父は息子がこれまでにしたことを全く責めもせず、自分の息子の帰ってきたことをただただ喜んでいる。彼は最後の力を振り絞って家に帰ってきたのだろう。死んでいたのに生き返った、という言葉そのものだったのかもしれないと思う。
兄
ここに兄が帰ってくる。兄はこの成り行きを聞いて怒って家にも入ろうとしない。兄は今まで父のもとで忠実に働いてきたようだ。弟のように遊ぶこともなく、贅沢もせずに父に仕えてきた。だから兄は弟の罪を情け容赦なく明るみに出して父に詰め寄る。しかも兄は30節で"あなたのあの息子"と言っている。もう自分とは関係のない奴だと言いたかったのかもしれない。

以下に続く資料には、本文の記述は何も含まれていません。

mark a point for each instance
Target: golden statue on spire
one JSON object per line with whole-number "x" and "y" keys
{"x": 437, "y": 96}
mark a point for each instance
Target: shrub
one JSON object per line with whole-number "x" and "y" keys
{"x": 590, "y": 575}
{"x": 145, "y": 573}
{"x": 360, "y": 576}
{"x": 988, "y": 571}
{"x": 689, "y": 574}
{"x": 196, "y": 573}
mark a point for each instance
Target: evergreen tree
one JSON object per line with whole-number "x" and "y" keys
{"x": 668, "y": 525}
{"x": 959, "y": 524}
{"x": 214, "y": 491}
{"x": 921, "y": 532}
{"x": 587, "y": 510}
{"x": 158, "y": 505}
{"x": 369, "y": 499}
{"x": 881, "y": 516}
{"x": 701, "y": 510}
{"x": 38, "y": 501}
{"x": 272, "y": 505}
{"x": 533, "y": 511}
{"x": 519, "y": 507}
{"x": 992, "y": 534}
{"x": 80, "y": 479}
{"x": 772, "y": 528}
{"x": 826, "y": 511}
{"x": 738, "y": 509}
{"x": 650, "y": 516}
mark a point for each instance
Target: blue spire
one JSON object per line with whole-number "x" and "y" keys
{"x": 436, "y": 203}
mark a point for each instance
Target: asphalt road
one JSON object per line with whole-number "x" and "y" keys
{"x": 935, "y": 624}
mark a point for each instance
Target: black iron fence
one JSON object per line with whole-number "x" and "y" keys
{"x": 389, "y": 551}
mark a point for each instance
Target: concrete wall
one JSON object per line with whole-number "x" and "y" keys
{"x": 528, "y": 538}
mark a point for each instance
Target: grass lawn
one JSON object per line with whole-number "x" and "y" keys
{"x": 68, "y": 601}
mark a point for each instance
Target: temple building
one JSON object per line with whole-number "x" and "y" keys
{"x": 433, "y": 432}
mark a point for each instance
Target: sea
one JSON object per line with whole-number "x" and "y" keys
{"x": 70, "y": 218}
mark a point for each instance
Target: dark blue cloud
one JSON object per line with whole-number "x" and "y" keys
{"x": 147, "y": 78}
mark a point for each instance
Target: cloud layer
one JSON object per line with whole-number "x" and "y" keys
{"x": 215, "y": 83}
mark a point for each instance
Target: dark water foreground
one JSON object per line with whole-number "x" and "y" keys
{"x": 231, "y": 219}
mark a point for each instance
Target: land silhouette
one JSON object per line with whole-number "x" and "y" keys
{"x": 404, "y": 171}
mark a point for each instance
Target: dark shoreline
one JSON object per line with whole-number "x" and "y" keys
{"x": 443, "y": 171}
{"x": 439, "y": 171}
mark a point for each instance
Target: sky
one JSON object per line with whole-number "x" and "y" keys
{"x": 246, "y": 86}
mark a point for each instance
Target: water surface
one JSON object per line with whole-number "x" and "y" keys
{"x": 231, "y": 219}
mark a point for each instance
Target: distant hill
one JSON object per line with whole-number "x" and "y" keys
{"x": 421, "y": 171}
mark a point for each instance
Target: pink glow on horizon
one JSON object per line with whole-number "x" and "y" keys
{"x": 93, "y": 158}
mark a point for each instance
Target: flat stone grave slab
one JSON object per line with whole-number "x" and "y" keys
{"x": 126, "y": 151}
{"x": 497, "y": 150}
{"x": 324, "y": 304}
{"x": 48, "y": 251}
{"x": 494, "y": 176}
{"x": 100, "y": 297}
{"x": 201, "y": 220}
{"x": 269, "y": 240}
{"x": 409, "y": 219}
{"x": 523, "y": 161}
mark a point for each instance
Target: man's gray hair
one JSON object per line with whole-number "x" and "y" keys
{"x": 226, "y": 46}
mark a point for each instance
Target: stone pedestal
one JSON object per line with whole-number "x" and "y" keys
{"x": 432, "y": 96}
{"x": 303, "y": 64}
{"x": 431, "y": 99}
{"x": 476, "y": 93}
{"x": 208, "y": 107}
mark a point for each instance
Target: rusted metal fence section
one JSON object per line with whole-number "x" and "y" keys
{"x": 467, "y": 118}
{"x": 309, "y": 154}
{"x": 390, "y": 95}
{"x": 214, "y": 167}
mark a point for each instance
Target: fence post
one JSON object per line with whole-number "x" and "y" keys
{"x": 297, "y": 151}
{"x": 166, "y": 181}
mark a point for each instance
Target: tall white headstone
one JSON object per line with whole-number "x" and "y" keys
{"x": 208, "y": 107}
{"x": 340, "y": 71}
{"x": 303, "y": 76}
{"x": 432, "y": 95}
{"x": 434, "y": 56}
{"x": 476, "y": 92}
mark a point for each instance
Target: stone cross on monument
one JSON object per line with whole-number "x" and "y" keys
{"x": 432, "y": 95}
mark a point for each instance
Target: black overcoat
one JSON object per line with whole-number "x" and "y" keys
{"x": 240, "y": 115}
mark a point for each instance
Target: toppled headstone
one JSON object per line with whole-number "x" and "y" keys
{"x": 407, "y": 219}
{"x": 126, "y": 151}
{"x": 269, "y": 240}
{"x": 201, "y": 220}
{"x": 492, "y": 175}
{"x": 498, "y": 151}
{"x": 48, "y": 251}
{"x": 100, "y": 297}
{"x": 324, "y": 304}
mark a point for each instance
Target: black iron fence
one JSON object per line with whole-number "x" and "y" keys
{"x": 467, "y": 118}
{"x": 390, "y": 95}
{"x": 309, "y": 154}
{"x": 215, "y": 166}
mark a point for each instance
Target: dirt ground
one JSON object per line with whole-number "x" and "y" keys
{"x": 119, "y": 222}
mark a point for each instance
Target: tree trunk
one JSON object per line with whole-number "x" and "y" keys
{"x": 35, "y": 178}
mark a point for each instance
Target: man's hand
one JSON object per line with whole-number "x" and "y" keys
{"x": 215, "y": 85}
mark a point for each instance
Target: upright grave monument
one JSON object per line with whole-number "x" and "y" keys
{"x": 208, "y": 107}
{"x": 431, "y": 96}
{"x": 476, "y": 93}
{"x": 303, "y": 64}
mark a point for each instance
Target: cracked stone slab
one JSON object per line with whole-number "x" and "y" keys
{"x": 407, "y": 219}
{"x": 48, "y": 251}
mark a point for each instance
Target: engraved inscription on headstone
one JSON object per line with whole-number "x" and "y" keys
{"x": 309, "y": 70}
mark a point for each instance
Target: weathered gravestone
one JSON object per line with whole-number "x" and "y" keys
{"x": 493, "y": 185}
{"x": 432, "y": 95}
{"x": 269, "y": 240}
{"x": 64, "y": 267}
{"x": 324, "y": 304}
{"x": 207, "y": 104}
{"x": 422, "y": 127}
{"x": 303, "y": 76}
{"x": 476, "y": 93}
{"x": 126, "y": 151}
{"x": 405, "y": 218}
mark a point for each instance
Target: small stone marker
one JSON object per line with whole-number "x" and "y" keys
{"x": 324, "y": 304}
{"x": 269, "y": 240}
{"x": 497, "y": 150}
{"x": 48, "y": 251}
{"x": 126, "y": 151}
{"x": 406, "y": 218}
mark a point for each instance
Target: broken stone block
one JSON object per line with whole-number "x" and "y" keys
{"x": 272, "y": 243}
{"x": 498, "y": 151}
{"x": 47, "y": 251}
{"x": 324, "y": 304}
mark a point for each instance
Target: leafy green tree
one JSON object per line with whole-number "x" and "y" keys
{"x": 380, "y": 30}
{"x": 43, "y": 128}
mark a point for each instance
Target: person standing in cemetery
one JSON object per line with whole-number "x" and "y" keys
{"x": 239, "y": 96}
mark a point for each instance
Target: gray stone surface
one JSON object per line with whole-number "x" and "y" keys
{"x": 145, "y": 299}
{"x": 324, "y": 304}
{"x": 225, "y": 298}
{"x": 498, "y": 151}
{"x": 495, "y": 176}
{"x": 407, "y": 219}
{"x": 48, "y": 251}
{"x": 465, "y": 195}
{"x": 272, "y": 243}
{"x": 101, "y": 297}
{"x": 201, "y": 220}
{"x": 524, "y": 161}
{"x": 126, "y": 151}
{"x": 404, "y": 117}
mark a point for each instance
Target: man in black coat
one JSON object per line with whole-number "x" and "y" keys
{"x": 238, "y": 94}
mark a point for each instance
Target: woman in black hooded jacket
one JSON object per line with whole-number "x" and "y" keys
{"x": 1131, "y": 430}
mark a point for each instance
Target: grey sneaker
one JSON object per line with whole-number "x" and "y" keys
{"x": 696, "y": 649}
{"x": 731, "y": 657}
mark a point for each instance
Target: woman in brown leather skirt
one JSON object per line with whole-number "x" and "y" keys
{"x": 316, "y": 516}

この兄に対して父は死んでいたあなたの弟が生き返ったのだから、いなくなっていたのに見つかったのだから、喜び祝うのはあたりまえである、と言って説得する。
こうやって聖書の中に書かれてしまうと、この兄の言葉はとても冷たく聞こえる。でも、この兄のように考えるのが普通ではないかと思う。兄にはこのように弟を非難する権利もあるのかもしれない。
しかし、この時の弟の気持ちをなに一つ分かっていない。分かろうともしていない。彼は父のもとでずっとまじめに働いてきた。まわりから見れば従順な親孝行なよい兄だった。しかし、彼の心の中は決して満ち足りてはいなかった。彼の心の中にはやさしさのかけらもなくなっていたのかもしれない。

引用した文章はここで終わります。